The findings of this study address the pressing need for sustainable and economically viable gold recovery from e-waste. The high recovery capacity, efficiency, selectivity, and stability of the alginate-derived pyrocarbon sorbent (PyC700) demonstrate its potential for large-scale application in e-waste recycling. The elucidated mechanism, involving hydroxylation and stepwise gold nucleation, provides valuable insights into the interaction between gold ions and pyrocarbon, guiding future design and optimization of similar sorbents. The exceptional selectivity of PyC700 addresses a major limitation of existing sorbents, minimizing the need for complex separation processes and improving the overall efficiency and cost-effectiveness of gold recovery. The techno-economic analysis confirms the significant economic benefits of this method, surpassing other reported methods. This research contributes significantly to the circular economy by promoting the sustainable recovery of valuable resources from e-waste, mitigating environmental impacts, and generating economic value.

This research presents a highly efficient and selective approach for gold recovery from e-waste leachates using a cost-effective alginate-derived pyrocarbon sorbent. The superior performance of PyC700, its economic viability, and the detailed mechanistic understanding contribute significantly to sustainable urban mining. Future research could explore other biomass sources for pyrocarbon production, optimizing pyrolysis parameters to further enhance sorbent properties, and investigating the scalability and integration of this technology into existing e-waste recycling processes. The development of similar tailored pyrocarbon sorbents for other valuable metals in e-waste is also a promising avenue for future exploration.

While the study demonstrates excellent performance, several limitations should be noted.
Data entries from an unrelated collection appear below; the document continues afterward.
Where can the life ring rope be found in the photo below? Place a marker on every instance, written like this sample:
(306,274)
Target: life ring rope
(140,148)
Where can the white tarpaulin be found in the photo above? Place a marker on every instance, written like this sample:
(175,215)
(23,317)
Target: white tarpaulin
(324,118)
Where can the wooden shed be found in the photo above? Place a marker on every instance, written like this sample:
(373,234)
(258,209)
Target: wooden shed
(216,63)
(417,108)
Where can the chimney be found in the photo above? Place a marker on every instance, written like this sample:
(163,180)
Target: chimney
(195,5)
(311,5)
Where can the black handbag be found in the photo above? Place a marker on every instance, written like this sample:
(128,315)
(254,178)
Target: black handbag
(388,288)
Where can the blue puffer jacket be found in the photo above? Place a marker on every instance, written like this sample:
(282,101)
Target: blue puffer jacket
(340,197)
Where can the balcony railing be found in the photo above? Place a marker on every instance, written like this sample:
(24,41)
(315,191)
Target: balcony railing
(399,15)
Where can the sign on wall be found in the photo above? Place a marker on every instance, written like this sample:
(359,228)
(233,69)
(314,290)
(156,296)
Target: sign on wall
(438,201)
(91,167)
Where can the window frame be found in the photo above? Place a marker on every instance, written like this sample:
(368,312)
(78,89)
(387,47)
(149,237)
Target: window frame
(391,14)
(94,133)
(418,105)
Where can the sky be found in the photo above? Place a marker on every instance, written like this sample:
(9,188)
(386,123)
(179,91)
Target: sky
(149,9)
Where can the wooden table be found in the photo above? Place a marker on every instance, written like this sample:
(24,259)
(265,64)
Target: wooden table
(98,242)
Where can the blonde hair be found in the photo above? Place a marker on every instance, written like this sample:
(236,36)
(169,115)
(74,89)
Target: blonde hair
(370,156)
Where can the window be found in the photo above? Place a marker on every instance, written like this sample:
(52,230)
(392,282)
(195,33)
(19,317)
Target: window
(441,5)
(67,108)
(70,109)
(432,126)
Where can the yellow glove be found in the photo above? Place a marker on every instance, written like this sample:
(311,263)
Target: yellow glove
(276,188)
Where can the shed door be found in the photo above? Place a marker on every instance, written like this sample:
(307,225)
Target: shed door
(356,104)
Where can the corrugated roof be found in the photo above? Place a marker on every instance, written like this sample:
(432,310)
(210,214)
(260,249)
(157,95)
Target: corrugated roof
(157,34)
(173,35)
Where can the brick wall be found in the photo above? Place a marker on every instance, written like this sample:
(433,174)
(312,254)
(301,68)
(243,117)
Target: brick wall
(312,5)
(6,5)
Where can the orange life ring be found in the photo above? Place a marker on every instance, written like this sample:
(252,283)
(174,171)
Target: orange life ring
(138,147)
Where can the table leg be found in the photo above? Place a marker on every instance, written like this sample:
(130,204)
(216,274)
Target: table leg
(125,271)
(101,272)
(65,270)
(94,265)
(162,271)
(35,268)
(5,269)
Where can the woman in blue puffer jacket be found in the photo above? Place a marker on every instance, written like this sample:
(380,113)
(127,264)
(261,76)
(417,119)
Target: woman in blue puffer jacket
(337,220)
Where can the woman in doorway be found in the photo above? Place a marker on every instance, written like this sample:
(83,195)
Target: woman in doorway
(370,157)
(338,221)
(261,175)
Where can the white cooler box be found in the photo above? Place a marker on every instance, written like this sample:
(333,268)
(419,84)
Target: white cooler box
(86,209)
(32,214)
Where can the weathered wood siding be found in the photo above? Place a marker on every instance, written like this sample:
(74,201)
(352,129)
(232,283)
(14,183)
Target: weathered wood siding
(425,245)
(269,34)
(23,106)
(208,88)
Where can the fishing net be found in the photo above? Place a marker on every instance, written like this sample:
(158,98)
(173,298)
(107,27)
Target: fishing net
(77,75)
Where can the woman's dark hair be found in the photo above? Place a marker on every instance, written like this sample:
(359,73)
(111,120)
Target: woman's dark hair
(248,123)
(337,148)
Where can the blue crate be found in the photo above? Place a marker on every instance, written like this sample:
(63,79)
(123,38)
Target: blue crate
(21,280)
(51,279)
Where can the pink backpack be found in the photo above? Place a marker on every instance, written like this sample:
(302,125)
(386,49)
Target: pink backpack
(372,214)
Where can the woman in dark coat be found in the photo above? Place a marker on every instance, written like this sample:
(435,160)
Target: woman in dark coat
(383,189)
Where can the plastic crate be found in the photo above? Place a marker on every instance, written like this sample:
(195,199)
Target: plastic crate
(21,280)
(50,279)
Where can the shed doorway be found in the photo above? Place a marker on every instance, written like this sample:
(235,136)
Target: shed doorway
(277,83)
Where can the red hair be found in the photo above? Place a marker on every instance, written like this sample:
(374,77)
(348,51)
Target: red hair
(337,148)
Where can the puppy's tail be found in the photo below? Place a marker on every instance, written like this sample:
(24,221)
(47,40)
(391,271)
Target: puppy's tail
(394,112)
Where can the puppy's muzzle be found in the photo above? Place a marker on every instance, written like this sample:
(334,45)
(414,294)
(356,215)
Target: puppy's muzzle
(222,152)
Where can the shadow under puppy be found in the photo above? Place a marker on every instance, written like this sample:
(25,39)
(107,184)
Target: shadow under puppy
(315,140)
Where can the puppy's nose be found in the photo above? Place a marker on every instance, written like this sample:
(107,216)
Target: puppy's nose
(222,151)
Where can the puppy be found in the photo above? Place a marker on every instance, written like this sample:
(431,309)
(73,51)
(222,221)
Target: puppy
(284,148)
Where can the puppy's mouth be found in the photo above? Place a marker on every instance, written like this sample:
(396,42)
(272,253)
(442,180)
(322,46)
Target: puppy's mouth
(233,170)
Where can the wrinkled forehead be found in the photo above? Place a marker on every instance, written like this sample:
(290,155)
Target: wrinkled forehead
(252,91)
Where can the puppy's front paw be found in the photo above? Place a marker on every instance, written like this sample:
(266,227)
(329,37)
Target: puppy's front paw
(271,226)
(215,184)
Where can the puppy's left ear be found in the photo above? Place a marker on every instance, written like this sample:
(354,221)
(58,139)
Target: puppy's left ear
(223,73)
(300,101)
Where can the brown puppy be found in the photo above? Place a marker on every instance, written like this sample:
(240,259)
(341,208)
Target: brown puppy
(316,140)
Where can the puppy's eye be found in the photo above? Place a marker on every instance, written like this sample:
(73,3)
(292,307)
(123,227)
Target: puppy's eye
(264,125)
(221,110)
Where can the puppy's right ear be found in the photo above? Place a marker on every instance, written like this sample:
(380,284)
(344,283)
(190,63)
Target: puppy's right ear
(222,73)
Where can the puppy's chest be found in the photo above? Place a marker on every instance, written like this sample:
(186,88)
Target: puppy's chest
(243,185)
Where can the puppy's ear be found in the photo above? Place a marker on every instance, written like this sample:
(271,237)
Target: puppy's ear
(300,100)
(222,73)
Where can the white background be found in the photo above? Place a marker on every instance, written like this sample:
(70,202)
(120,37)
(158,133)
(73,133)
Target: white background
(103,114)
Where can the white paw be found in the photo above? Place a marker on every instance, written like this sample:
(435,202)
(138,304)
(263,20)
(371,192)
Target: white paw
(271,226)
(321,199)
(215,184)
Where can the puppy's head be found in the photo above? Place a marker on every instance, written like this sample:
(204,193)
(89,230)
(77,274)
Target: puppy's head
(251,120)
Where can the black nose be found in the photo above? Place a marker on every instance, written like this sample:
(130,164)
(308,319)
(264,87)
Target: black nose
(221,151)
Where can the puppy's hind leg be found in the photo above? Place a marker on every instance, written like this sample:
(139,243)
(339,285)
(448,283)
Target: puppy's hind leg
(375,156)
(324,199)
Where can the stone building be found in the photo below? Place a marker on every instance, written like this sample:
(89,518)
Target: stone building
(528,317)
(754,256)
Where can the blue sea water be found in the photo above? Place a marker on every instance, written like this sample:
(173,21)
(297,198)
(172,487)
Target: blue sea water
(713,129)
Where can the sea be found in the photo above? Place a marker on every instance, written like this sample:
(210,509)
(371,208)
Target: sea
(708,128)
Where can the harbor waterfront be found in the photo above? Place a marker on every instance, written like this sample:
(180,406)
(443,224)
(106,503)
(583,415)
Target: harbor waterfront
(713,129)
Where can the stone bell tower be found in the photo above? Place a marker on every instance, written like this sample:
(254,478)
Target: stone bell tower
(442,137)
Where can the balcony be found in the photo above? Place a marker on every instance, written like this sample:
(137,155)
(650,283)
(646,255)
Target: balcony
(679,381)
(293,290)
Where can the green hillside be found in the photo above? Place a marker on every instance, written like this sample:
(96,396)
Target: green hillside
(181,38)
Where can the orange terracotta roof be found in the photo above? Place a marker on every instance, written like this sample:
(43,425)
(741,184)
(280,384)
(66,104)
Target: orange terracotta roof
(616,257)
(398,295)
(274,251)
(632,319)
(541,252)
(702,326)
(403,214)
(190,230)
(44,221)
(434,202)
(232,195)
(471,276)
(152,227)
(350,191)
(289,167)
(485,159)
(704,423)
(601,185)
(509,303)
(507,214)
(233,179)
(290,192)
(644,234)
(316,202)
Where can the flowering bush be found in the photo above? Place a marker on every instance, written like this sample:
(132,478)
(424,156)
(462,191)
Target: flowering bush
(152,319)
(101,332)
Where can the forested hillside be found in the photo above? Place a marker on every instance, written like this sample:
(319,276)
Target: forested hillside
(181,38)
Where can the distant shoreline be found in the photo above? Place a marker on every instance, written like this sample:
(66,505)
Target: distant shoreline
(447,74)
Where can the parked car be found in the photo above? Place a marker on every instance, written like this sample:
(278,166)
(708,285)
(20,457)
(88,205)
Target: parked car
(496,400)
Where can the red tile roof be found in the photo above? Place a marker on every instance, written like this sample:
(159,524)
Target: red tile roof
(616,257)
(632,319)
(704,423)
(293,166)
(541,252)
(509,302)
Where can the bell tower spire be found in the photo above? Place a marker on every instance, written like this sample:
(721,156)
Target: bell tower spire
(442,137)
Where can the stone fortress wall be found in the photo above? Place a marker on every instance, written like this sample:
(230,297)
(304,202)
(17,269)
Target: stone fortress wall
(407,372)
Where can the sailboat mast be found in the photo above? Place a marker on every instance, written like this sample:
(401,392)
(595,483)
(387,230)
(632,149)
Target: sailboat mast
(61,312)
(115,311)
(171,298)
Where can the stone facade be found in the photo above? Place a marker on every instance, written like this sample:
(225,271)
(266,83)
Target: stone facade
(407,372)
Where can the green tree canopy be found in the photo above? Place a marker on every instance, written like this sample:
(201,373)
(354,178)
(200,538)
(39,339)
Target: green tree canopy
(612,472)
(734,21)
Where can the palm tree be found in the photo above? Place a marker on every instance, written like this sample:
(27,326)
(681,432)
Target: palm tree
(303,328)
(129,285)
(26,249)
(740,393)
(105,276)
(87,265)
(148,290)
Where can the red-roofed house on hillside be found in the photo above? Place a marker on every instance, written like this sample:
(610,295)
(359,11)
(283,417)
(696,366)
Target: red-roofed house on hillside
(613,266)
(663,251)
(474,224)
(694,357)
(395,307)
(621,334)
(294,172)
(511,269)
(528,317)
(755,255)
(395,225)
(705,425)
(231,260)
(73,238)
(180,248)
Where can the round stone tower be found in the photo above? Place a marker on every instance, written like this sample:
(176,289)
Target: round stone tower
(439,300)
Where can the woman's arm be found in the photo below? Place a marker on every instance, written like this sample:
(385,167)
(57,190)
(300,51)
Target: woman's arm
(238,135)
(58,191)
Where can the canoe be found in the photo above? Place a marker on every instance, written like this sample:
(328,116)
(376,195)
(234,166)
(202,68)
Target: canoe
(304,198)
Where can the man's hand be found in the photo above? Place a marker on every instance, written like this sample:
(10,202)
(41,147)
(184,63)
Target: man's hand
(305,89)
The techno-economic analysis is based on specific cost factors and market conditions, and these could vary depending on location and scale. The effect of long-term use on the sorbent’s performance and potential regeneration strategies requires further investigation. The study focused primarily on CPU leachates; further testing with diverse e-waste materials would strengthen the generalizability of the findings. Finally, while the stepwise nucleation mechanism is proposed, further studies using advanced characterization techniques could provide more comprehensive confirmation of this mechanism.